By Mark Bishop, Deputy Director
The latest school food memory du jour shared in our Fresh Voices for Fresh Choices contest made me think of a recent NPR story about astronaut food. Bob Edwards interviewed NASA Food Scientist Michelle Perchonok and discussed the evolving state of freeze dried food. While the critiques of the vacuum packed beef stew were less than stellar (and quite hilarious) it made me think of this school food story that was submitted by Erin Crouch:
In kindergarten, we received large round Pilot Bread crackers and powdered milk during snack time. Also known as hardtack, Pilot Bread came in a long blue box with a sailor boy on it and formed a gluey clot in the mouth, which could be chewed for fifteen minutes at a time. The powdered milk was light blue in color from being mixed up half-strength and doled out in paper cups.
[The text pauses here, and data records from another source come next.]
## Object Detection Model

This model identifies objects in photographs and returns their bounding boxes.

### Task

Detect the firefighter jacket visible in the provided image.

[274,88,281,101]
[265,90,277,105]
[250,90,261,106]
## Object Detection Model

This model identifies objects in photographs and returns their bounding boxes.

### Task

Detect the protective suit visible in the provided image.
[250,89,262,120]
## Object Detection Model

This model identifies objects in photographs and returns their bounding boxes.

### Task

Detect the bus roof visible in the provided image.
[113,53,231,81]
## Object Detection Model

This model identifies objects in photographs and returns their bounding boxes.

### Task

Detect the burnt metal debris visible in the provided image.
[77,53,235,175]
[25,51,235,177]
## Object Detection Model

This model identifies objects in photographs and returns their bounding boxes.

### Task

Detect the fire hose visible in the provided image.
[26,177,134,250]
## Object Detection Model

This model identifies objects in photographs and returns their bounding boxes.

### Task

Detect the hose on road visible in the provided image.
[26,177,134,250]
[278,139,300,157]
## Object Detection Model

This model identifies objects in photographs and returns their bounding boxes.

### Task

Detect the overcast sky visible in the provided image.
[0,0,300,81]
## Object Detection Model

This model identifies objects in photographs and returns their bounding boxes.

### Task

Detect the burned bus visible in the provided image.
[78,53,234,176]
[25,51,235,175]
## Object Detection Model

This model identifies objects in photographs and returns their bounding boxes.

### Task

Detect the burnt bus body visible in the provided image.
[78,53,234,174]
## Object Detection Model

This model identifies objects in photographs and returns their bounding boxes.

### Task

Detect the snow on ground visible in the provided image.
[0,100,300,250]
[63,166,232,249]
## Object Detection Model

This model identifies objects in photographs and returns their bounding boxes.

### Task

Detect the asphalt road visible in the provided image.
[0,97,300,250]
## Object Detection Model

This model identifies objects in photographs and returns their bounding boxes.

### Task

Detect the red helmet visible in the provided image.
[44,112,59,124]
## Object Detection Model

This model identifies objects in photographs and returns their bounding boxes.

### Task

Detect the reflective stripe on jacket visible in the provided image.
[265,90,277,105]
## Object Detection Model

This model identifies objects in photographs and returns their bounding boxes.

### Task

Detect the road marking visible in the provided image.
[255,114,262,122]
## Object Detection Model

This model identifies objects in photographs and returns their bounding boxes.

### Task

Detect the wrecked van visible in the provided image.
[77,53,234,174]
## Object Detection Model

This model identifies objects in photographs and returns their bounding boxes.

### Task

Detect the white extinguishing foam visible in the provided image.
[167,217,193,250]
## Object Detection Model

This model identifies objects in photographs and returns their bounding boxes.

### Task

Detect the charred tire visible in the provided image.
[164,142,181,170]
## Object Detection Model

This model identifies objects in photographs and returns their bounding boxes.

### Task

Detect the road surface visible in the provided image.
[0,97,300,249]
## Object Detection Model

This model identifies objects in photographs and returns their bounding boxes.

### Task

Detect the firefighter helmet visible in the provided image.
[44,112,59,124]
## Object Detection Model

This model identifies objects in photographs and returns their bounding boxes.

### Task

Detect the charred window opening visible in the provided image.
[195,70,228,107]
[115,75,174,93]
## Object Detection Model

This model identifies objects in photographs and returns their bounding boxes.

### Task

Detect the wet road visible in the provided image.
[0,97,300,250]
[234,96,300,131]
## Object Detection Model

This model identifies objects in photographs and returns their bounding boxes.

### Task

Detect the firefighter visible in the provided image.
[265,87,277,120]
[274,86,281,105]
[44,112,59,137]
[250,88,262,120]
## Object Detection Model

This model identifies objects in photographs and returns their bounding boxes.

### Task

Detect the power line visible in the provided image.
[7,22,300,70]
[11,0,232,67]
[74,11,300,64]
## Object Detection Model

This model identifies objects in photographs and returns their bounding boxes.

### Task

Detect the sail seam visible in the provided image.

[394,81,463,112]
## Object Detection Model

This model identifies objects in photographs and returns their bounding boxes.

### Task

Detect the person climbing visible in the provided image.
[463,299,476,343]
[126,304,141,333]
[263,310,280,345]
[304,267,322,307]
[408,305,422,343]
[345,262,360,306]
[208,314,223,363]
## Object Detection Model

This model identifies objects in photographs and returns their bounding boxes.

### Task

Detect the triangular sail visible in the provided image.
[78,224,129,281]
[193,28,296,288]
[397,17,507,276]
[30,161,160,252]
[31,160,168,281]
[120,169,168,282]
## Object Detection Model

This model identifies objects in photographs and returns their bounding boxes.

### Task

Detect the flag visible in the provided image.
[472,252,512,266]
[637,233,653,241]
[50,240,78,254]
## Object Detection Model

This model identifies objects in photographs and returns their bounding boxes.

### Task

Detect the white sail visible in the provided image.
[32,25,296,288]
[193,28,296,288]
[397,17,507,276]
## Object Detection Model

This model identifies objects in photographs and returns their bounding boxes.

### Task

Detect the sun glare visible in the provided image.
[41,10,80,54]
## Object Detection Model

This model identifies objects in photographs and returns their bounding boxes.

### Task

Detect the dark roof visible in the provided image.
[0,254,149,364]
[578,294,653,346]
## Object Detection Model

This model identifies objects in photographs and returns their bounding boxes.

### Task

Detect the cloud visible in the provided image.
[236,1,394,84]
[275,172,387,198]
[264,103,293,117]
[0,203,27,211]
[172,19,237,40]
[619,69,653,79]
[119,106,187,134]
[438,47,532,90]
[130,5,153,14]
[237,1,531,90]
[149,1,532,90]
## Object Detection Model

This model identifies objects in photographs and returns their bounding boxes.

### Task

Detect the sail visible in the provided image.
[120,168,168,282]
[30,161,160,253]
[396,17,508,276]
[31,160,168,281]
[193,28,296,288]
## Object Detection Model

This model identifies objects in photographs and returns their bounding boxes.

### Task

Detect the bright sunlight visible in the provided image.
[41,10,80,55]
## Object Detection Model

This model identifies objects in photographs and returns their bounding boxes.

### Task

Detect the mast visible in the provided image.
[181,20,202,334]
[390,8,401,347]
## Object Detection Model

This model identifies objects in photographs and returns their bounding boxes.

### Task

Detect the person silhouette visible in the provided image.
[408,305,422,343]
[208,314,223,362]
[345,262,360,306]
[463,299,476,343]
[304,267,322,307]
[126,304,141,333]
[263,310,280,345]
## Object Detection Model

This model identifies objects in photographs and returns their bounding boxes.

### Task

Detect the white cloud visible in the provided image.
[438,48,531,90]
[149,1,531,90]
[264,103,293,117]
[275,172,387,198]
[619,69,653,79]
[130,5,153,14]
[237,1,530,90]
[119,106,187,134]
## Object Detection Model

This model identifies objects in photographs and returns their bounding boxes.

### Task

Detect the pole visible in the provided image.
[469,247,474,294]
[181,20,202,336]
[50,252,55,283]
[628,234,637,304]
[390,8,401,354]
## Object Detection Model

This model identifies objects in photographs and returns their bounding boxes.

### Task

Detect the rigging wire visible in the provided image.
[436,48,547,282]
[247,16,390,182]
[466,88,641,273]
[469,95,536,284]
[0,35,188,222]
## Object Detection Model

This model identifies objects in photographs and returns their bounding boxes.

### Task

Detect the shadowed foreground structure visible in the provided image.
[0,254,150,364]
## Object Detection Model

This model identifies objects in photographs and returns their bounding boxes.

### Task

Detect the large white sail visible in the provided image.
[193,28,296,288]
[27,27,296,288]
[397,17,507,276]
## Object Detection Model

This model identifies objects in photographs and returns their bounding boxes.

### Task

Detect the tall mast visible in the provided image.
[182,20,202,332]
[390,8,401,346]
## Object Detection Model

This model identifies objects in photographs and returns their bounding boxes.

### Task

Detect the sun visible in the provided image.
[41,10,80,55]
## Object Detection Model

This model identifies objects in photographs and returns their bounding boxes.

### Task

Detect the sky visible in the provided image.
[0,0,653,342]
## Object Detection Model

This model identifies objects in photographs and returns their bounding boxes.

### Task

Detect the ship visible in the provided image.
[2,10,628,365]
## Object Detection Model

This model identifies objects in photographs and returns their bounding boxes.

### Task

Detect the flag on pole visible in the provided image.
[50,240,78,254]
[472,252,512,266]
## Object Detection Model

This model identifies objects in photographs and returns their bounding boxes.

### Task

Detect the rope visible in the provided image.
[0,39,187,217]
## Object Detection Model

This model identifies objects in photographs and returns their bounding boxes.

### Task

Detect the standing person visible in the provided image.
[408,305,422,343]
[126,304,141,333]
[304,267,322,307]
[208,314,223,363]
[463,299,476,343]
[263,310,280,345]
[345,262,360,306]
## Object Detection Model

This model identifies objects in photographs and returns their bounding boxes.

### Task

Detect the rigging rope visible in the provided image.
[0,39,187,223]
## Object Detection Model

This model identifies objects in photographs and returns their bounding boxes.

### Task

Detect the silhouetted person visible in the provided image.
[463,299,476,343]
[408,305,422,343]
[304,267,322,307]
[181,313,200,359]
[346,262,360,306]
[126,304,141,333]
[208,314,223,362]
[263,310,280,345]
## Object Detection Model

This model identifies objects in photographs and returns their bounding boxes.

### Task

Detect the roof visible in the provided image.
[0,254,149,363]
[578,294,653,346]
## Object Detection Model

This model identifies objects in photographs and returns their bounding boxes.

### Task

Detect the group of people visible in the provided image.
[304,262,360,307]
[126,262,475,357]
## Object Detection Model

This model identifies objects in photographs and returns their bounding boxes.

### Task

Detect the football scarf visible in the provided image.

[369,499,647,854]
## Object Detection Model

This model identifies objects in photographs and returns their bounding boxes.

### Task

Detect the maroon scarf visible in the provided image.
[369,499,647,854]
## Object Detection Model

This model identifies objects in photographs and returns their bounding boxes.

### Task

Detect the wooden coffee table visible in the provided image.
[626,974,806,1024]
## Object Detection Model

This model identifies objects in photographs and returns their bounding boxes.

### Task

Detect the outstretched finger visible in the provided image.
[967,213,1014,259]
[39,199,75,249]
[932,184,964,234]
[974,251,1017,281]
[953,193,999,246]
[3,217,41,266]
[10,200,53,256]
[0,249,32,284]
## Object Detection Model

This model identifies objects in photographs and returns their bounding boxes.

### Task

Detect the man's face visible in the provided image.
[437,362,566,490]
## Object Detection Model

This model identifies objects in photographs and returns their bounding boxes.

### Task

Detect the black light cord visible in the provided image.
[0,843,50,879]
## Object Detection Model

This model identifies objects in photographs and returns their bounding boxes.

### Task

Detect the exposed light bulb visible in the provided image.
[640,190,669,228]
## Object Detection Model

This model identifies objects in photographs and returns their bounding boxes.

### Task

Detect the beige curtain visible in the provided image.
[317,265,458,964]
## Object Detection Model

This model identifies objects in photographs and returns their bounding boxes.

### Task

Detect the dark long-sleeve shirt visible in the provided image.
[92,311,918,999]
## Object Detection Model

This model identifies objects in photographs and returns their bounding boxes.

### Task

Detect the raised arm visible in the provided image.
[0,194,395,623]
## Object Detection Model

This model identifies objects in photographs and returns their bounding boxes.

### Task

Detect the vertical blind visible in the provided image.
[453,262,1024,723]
But the best treat of all came when I was in second grade. The Bethel-Kuskokwim School District introduced the first ready-made meals any of us had ever seen. Flown in from thousands of miles away, the aluminum trays had three compartments and were covered by a piece of cardboard in either green or orange with a stylized plate, fork and knife on them. When you peeled back the crinkly aluminum edge, a puff of steam came out and the meal was revealed: a beige piece of meat, either carrots or peas depending on the color of the cardboard, and a small square of cherry cake. I adored these meals, even though all of the components tasted the same. To me, the salty taste was the future -- one step away from my jetpack.
Let's work to make sure that the real school food of the future is healthy and fresh.